Iris Winters lives in a realm surrounded by the Forest, a place where only the Hated live and where no one is allowed to enter. She lived by this rule her entire life until the day she was pulled in. Now she's one of them, trapped in a world full of their secrets and bad intentions. Though that isn't all, the Hated want to take over her realm and she must warn her people before it can happen, but how can she when she's trapped in a place where she is Hated?
Oh no. Oh no, no, no. I'm about to review an unknown book by an indie author and give it one star. The deja vu is strong and terrifying.
This case is a little different than the Situation That Shall Not Be Named because this book truly did have promise. I see where the author was going, I get what she was trying to do, and parts of it actually worked. I feel like there is a genuinely decent story buried in here somewhere. It just desperately, desperately needs an editor.
My first inkling that something was amiss came on page one (OH NO) but as it was something small, I kept going. It turned out to be an issue that kept cropping up throughout the book. Constantly vague writing! Vague in a way that isn't mysterious, it's... I'm not even sure.
"And that's when I first saw it-- the thing, the whateveritwas..."

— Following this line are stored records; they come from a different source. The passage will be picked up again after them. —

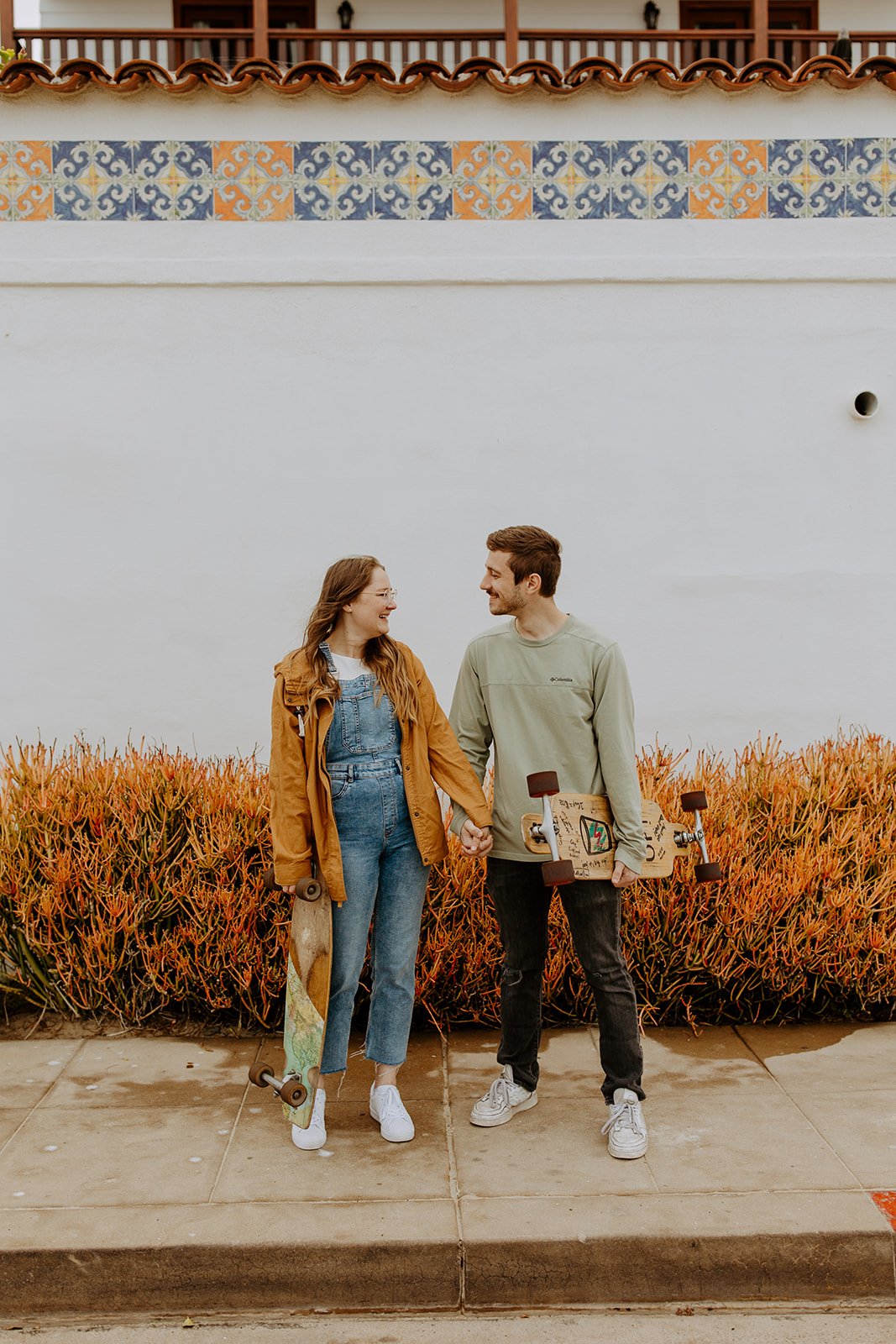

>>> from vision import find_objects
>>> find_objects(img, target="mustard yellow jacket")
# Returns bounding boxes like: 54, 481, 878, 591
270, 643, 491, 903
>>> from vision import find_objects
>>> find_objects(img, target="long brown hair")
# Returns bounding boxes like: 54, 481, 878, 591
302, 555, 417, 723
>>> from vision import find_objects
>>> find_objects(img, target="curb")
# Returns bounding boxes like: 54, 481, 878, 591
0, 1192, 896, 1315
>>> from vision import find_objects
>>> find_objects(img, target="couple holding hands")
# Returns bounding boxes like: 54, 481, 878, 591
270, 526, 647, 1158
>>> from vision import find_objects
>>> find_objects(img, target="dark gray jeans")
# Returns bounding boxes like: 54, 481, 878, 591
486, 858, 643, 1104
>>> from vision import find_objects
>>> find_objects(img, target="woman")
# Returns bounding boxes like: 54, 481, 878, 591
270, 555, 491, 1149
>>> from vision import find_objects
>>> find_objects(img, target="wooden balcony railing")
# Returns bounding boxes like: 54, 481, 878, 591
15, 29, 506, 70
0, 22, 896, 71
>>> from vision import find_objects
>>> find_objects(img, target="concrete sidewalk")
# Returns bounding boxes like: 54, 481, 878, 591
0, 1024, 896, 1319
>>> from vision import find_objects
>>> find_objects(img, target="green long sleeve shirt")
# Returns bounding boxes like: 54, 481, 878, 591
448, 616, 646, 872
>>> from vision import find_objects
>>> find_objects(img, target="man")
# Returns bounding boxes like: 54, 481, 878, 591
450, 527, 647, 1158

That's an actual line. The thing. The whateveritwas. I think we're supposed to take away from this that the item was fairy made and so magical that she couldn't know what it was on sight. Except a few paragraphs later she tells us with no trouble at all exactly what it is. So what's the point of that first part? What's the point of all the times it happens again later? I don't know.
The farther in we go the more grammar issues we see. There's a ridiculous amount of misused punctuation and capitalization that would be incredibly easy for even the most novice editor to pick out. The worst of it? The absolutely constant run on sentences on every single page.
"I didn't want to admit it, afraid that if I admitted it, it would only make this experience more real, and I was terrified, absolutely frightened and if I could move I would most likely be jumping as high as a fish removed from water."
What?
""He wasn't really my father, he was my stepfather, my real dad died a few years after my birth from a rare disease, but my stepdad was the only father I'd ever known."
Understandable but still, that could have been broken up in at least a place or two.
A fair amount of each and every paragraph would just be one very, very long sentence. On and on they would go until I had honestly forgotten the first part of the sentence and would have to start over to figure out how we ended up here. Then, when the sentences weren't run ons, they rarely made any sense.
"I heard the cloak of the one at my right side move and touch my side as they kneelt down and a hand stroke my cheek."
That's all word for word, by the way. They kneelt down.
All of this said, I'll say it again, there is a good story here. The fey world this author created is interesting and lovely. She just needs to figure out how to tell it. With a few beta reader friends and an editor, good things could happen. They just, unfortunately, don't happen here.
Mmhm, what to say...for starters, I loved the imagination and creativity it took Qamar to create her own new world of Fay. Her descriptions are vivid and paint a pretty picture. I loved the first half of the book mostly. I found myself licking my lips in anticipation. The second half of the story took a different turn; the story is very enjoyable, I must say. I felt she started rushing the plot at that stage and later didn't allow the plot to progress in due course. The characters were also not as well developed as I cannot summon up the memory of the personality of any single character. I felt a great story fizzled out anti-climatically at the end. I would still recommend it to anyone who loved reading about Fay and magic.